Hint: Try dim(grads) to find the answer.
b. The Bureau of Labor Statistics, U.S. Department of Labor reports the unemployment rate for the college graduates was 4.0% in December 2012. What proportion of the majors had lower unemployment rates than 4.0%?
c. Create a pareto chart for ‘Major_category’ variable in the data. What are the three majors with highest frequencies?
d. Report the mean and standard deviation of the ‘Median’ earnings of the majors in ‘Engineering’ major category.
e. Report the mean and standard deviation of the ‘Median’ earnings of all majors that are NOT in ‘Engineering’ major category. Compare the values with part d).
Exercise 2
a. Construct a scatterplot of Life expectancy against GDP per capita. Note: Life expectancy should be on the vertical axis. How does GDP per capita appear to be associated with life expectancy?
b. Construct the boxplot and histogram of ‘GDP per capita.’ Describe the distribution based on shape, center and variability. Are there any outliers found in the boxplot?

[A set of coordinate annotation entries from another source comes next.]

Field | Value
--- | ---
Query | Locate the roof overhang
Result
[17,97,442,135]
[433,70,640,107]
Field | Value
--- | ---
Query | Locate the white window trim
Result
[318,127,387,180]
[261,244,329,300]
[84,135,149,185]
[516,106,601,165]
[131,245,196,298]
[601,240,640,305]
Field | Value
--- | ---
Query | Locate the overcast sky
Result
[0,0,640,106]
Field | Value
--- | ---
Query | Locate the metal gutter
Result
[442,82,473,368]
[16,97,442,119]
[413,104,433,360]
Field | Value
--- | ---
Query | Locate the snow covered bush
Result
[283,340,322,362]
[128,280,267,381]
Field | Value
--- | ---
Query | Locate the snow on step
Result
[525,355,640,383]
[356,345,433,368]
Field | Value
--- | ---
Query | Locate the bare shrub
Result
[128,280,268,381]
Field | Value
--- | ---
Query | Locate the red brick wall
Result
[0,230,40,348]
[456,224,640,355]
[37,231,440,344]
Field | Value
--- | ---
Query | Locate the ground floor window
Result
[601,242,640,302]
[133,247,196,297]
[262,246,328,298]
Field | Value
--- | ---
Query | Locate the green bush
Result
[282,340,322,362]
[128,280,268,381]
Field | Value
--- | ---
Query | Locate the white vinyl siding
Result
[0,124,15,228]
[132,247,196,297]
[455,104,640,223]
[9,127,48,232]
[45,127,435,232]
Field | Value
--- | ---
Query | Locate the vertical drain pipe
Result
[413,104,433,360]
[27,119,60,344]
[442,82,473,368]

d. Make a subset of the data for the year of 2012, and name the data as ‘life2012.’ Suppose that a county generally should have a GDP per capita greater than $12,000 to be considered a ‘developed’ nation in 2012. List the names of the countries (Entity) that are considered as developed nations in 2012. e. Find the average population of the ‘developed’ nations in 2012. Compare with the population of the United States in 2012 from the data.
Exercise 3
a. Compute the summary statistics for lead and zinc using the summary() function.

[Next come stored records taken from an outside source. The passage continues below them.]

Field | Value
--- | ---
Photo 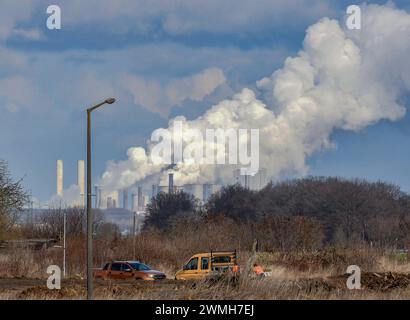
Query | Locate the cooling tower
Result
[122,189,128,210]
[138,186,144,211]
[168,173,174,194]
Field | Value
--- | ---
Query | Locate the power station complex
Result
[57,160,268,213]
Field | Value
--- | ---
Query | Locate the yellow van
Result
[175,250,239,280]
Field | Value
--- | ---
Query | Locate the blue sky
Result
[0,0,410,201]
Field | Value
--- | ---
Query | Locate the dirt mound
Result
[328,272,410,291]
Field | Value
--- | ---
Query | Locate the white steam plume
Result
[100,5,410,190]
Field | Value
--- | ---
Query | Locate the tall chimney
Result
[77,160,85,206]
[57,160,63,197]
[97,187,102,209]
[94,185,98,208]
[168,173,174,194]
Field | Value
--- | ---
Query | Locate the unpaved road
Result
[0,272,410,300]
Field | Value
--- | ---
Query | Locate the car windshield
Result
[129,262,151,271]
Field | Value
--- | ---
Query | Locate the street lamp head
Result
[105,98,115,104]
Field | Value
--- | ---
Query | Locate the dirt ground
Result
[0,272,410,300]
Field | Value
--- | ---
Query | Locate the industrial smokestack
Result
[94,186,98,208]
[138,186,144,211]
[122,189,128,210]
[77,160,85,206]
[168,173,174,194]
[57,160,63,197]
[96,187,102,209]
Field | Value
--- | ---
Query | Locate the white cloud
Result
[98,6,410,189]
[122,68,226,116]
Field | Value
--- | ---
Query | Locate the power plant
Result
[56,160,85,206]
[56,164,267,213]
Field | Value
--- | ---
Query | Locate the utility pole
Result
[87,98,115,300]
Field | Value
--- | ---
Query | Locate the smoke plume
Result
[99,5,410,190]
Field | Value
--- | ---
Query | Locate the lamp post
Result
[87,98,115,300]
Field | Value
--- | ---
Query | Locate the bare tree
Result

b. Plot two histograms: one of lead and one of zinc. Describe the shapes of the two distributions.
The level of risk for surface soil based on lead concentration in ppm is given on the table below:
Use techniques similar to last lab to give different colors and sizes to the lead concentration at these 155 locations. You do not need to use the maps package create a map of the area. Just plot the points without a map.
Exercise 4
The data for this exercise represent approximately the centers (given by longitude and latitude) of each one of the City of Los Angeles neighborhoods. See also the Los Angeles Times project on the City of Los Angeles neighborhoods at: http://projects.latimes.com/mappingla/neighborhoods/. You can access these data at:
a. Plot the data point locations. Use good formatting for the axes and title. Then add the outline of LA County by typing:
map("county", "california", add=TRUE)
Note: Ignore the data points on the plot for which Schools = 0. Use what you learned about subsetting with logical statements to first create the objects you need for the scatter plot. Then, create the scatter plot. Alternate methods may only receive half credit.